I think everyone around this table is aware that we are all living a different Mediterranean experience. This is clear in our daily working lives: it is hard to meet and get together, we don’t have the same problems with customs officials or with our own governments, we are not under the same external pressures. And how can we forget that so much of what we have in common is the fruit of colonial struggles and occupation.
And yet. The Mediterranean identity is incredibly rich. It is an identity based on its complex diversity. It is this subtle cultural identity – which is so far from those simplistic Manichean theories - which, I believe contributes to the richness of our editorial content.

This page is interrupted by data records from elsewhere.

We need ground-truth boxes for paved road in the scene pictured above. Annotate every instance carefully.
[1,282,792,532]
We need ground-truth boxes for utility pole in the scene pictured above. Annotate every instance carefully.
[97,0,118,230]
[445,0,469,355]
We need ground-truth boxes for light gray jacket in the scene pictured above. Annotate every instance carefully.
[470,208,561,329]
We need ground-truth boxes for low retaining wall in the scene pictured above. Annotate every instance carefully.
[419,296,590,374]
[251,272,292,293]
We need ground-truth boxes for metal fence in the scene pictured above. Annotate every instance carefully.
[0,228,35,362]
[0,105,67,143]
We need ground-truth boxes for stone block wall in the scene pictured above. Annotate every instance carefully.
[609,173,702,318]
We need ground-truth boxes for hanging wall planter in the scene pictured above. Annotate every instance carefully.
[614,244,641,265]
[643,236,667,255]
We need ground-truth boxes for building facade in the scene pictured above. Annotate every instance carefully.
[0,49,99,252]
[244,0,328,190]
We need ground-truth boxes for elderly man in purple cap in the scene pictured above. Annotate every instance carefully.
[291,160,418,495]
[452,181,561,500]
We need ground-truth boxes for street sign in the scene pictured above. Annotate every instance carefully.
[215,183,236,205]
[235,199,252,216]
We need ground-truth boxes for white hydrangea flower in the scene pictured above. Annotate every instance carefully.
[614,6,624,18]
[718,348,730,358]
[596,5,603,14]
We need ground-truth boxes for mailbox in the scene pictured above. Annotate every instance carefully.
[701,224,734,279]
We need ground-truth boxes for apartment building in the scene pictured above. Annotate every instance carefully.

Babelmed is structured around an editorial team based in Rome and a network of correspondents based in major Mediterranean countries. The Roman team is responsible for soliciting, editing and publishing articles and keep the network alive while our journalists keep us up to date on new ideas, artists and personalities from their countries and beyond.
From an editorial point of view, it is fascinating to look at the various transversal subjects and topics which concern the Mediterranean region as a whole. Indeed, Babelmed features are created around a central theme to which each journalist brings a different point of view. For example, a feature on the city of Marseilles could include articles by Syrian and Maltese journalists describing their experience of the city. In the same way, a feature on migrations can be looked at from both a northern and a southern perspective, or by looking at the aftermath of war in cities such as Nicosia, Sarajevo, Bayreuth or Ramallah…
The Babelmed website published articles both in English and French and in part Arabic. Our objective for 2006 is to produce an Italian version too. This linguistic diversity and large number of translations is without doubt one of our biggest asset. We take advantage of our correspondents’ in-depth knowledge and insider vision. In some way they are “sent to investigate” their own countries and their own cultural environment.
“What went wrong?” asks Bernard Lewis in his latest book which follows his earlier work: “Islam and the West”. For me, the work we are doing here today at the Capitol can provide an answer. I believe that the exchange and dissemination of accurate information from the inside can make a real difference.